Я кивнул, в горле комок. Не понимает. В своей дикарской наивности уверена, что, если бы ее отец с матерью зачали ребенка на месяц позже, это была бы все равно она. Лапушка, даже сестры-близнецы разнятся! Если бы у твоего отца родился ребенок на месяц позже, он был бы слегка похож на тебя… может быть, вовсе мальчик… но даже девочка была бы совсем-совсем не ты…
Я с ужасом подумал о случайностях. Я бы не встретил ее, у меня не было бы нашего Галчонка, у меня жизнь была бы другой… Все было бы иначе.
И только подумать, что и мой отец мог бы пройти мимо моей матери, не лечь с ней в постель в ту ночь, не…
Я почувствовал себя стеклянным, из того тончайшего хрупкого стекла, что ломается при малейшем прикосновении.

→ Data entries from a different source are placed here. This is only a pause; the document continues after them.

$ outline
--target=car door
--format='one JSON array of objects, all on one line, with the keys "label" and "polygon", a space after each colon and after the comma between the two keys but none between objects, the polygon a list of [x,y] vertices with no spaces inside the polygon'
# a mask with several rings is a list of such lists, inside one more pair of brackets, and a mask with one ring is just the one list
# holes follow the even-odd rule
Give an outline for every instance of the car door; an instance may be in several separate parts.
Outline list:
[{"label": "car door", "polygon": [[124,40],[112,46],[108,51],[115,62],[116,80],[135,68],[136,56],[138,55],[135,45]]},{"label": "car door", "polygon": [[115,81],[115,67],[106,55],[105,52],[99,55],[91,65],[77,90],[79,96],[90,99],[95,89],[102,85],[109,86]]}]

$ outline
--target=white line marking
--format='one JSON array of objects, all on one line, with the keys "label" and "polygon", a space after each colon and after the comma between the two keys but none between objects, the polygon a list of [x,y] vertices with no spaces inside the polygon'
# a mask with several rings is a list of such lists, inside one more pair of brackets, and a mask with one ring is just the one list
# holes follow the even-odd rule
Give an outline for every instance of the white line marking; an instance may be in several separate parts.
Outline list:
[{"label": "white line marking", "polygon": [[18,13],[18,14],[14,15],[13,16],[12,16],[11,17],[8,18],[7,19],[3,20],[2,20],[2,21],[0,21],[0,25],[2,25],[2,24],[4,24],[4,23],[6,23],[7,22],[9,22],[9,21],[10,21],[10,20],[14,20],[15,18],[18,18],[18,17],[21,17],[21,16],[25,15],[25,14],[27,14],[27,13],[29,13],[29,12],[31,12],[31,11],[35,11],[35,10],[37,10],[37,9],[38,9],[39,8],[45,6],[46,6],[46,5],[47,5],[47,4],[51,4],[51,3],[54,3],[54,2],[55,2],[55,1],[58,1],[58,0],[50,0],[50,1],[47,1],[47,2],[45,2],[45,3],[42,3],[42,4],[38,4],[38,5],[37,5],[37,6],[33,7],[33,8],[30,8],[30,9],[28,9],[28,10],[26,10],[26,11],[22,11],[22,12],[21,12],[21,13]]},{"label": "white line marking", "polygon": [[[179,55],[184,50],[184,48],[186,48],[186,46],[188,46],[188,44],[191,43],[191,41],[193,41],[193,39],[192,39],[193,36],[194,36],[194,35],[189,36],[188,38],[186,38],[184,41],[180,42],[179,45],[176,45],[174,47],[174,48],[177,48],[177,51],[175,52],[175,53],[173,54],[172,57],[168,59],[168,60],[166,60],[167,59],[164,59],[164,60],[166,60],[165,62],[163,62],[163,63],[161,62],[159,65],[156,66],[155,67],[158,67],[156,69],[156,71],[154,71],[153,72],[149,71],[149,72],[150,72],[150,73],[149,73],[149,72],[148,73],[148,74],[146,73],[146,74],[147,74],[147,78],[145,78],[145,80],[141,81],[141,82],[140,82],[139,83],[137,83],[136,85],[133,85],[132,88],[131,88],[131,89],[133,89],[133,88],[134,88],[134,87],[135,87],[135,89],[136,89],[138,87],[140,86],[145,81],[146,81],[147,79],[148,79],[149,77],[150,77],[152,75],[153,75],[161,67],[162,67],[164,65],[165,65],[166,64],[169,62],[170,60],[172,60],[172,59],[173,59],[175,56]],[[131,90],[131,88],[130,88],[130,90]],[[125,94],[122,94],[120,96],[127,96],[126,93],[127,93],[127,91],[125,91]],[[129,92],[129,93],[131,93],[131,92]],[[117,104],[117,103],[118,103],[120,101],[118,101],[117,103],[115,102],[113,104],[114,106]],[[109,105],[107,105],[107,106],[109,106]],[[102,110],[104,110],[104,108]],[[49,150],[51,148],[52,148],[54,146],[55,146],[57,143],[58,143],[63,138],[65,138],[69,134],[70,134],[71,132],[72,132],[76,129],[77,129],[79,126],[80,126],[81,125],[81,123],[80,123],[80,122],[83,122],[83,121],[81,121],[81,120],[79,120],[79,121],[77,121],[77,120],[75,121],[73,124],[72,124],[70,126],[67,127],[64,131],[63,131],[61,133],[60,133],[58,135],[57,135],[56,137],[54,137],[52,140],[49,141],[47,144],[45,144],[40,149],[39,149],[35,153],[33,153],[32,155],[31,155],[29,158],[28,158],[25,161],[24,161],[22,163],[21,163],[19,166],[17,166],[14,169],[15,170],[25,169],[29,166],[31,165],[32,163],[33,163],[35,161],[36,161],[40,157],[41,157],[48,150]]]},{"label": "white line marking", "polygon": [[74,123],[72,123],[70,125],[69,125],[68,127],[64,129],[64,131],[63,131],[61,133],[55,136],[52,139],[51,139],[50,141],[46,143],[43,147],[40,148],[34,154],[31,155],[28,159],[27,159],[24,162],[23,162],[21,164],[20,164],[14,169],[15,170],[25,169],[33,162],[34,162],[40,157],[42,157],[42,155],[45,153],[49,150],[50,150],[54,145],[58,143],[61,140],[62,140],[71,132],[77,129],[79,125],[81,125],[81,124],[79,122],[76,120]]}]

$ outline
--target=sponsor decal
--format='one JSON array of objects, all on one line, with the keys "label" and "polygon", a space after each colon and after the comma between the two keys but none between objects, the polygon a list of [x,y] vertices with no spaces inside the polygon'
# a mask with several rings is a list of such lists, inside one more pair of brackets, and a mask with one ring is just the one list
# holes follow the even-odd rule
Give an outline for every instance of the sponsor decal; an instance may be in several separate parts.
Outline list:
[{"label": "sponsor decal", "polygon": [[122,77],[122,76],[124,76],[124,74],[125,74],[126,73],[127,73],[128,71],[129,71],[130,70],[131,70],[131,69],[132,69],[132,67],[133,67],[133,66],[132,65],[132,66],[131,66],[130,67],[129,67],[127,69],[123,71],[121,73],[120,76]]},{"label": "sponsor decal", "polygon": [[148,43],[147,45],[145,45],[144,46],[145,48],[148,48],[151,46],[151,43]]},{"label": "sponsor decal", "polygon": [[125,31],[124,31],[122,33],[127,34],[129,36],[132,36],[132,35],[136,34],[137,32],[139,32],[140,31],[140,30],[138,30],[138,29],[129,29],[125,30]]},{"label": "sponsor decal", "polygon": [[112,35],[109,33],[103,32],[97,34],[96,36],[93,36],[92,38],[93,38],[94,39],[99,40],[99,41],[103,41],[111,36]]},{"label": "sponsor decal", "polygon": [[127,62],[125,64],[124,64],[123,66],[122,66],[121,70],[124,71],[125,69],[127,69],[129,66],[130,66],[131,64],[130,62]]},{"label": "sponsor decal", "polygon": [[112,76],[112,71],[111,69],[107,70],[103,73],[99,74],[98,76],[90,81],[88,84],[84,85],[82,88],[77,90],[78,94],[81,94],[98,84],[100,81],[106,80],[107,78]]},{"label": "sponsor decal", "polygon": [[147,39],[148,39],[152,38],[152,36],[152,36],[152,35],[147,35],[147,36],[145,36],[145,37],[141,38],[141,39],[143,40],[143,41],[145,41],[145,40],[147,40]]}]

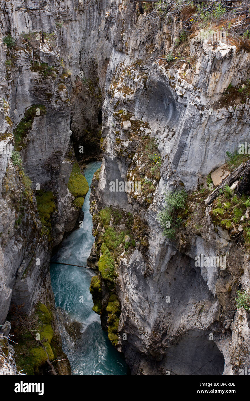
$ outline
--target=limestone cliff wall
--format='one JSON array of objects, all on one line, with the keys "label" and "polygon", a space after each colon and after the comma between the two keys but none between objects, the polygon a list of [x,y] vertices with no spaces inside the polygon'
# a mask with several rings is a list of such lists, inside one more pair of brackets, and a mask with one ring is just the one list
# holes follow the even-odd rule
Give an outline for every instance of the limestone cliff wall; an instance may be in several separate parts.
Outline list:
[{"label": "limestone cliff wall", "polygon": [[[121,254],[118,249],[114,255],[121,312],[117,346],[132,374],[238,374],[250,363],[250,332],[248,314],[236,310],[234,297],[239,284],[248,288],[248,263],[237,285],[229,268],[195,266],[196,255],[225,255],[232,243],[226,232],[213,225],[209,208],[200,217],[205,219],[204,233],[183,228],[173,241],[163,237],[157,215],[166,190],[183,186],[189,193],[197,190],[225,163],[226,152],[249,140],[249,99],[232,102],[226,94],[230,83],[237,87],[249,79],[250,55],[229,41],[201,43],[194,34],[179,51],[172,47],[175,57],[168,63],[164,57],[175,32],[165,24],[159,18],[145,24],[136,11],[135,24],[127,2],[116,16],[103,107],[103,161],[92,186],[96,242],[95,258],[89,261],[96,265],[106,249],[101,245],[108,243],[100,210],[111,207],[132,213],[136,246],[127,252],[122,248]],[[184,59],[179,63],[180,59]],[[152,138],[162,163],[159,176],[150,178],[143,141]],[[139,194],[111,192],[110,183],[116,179],[140,180],[143,189]],[[114,215],[110,227],[120,232],[124,221],[119,226]],[[98,283],[91,291],[108,327],[110,283],[100,273],[98,277],[101,305],[95,293]]]}]

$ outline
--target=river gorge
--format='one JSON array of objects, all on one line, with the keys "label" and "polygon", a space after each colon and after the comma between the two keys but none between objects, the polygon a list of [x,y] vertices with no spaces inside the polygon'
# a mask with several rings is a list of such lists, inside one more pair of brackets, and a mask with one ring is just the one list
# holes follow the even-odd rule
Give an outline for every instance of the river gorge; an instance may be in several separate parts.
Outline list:
[{"label": "river gorge", "polygon": [[0,374],[245,374],[249,2],[0,4]]}]

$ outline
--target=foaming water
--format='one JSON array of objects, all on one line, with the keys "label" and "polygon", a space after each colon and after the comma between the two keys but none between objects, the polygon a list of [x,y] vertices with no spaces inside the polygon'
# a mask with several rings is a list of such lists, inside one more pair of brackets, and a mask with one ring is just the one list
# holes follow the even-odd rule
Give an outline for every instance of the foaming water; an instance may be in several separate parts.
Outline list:
[{"label": "foaming water", "polygon": [[[95,172],[101,162],[87,165],[85,174],[89,187]],[[92,235],[92,216],[89,213],[90,190],[86,196],[83,210],[83,227],[72,233],[63,241],[53,260],[63,263],[87,266],[94,238]],[[63,343],[64,350],[70,362],[73,375],[126,375],[124,359],[102,330],[100,316],[92,310],[89,292],[92,270],[73,266],[51,263],[50,269],[56,306],[65,310],[72,320],[81,324],[81,338],[76,348]],[[83,302],[79,302],[80,297]]]}]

Леонид и Настя ввалились довольные, благодушные, с шампанским, огромной коробкой торта. В руках у Насти колышется целый сноп свежесрезанных половых органов существ, которые именуются растениями. Считается, что они чувствуют, но не мыслят, на этом основании их едят даже вегетарианцы.
От этих половых… да ладно, цветов сильно и возбуждающе пахло. На нюханье половых органов особей противоположного пола, как, к примеру, поступают собаки, лучшие друзья человека, наложено табу. А вот половые органы растений даже невинная девушка срезает с дикарской непосредственностью, зарывается в них лицом, балдеет, и – чем цветы крупнее и ярче, тем ее восторг больше… гм… что вообще-то понятно.
Женщины расцеловались, мы с Леонидом хлопнули ладонь о ладонь и сцепили пальцы в рукопожатии: довольно нелепый обычай, еще с каменного века как-то дожил – потоптались в прихожей. Мы с Леной громко и весело напоминали, что у нас пока еще не Япония, снимать обувь не надо, а Леонид на всякий случай говорил, что надо бы дать ногам отдохнуть, после чего сразу двинулись на кухню.
Шампанское – в холодильник, но у меня пара бутылок всегда в запасе, вытащил, к восторгу женщин, обе тут же начали кромсать торт. Леонид развел руками, признавая поражение. Старше меня лет на пятнадцать, он жил по-юношески легко и беспечно, над проблемами голову не сушил, Настя уже четвертая жена, моложе вдвое, но сжились, даже внешне похожи, хотя за последние годы Леонид сдал, сдал…
Я поймал себя на том, что смотрю на него с каким-то подленьким чувством. Сам понимаю, что нехорошо, но ничего не могу сделать. Леонид старше меня. Он умрет раньше. Я буду еще ходить по земле, видеть и слышать мир, голоса, общаться с людьми, получать радость от еды, а он – уже нет… Его не будет.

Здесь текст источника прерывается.